Shamim Adam
BloombergSingapore’s consumer prices climbed in January as transportation and healthcare costs rose amid an economic recovery that has spurred demand for goods and services.
The consumer price index rose 0.2 percent from a year earlier, the Department of Statistics said in a statement in Singapore today. The index this month reflects a change in the base year to 2009 from 2004. Prices climbed 0.7 percent from December, without adjusting for seasonal factors.
Central banks around the world are starting to tighten monetary policy as economic recovery takes hold. Inflation accelerated in Thailand and Indonesia last month, and reports from Hong Kong and Malaysia this week are forecast to show consumer prices gained in the same period.
“A similar picture will emerge in most Asian economies: inflation is building up, and this will lead most central banks to begin normalizing monetary policy in the second quarter,” said Sebastien Barbe, a Hong Kong-based strategist at Calyon, the investment banking unit of France’s Credit Agricole SA. “The pace of rate normalization will be gradual.”
Singapore’s inflation rate will probably average between 2 percent and 3 percent this year, from a previous estimate of between 2.5 percent and 3.5 percent, the government said last week.

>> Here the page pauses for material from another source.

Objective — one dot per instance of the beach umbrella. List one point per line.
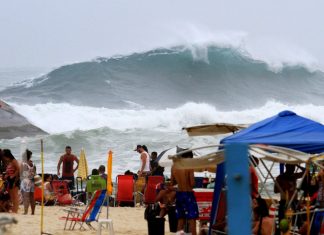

The revision is a result of a rebasing of the consumer price index, it said.
The Monetary Authority of Singapore, which uses its currency rather than interest rates to manage price gains, maintained a no-appreciation stance in its exchange-rate policy in October.
Mixed views
Economists are still mixed about the timing of the next move by Singapore’s central bank, which reviews its currency stance twice a year, in April and October. Singapore’s monetary policy stance remains appropriate, the central bank said Feb. 19.
Housing prices, the biggest component of the consumer price index, fell 2.4 percent in January from a year earlier. Food prices rose 0.1 percent, while transport and communications costs increased 7.1 percent in the same period.
Housing prices rose 2.6 percent last month from December as Singapore Power Ltd., the island’s main electricity provider, increased tariffs for the January-to-March quarter by an average 5.4 percent because of higher oil costs.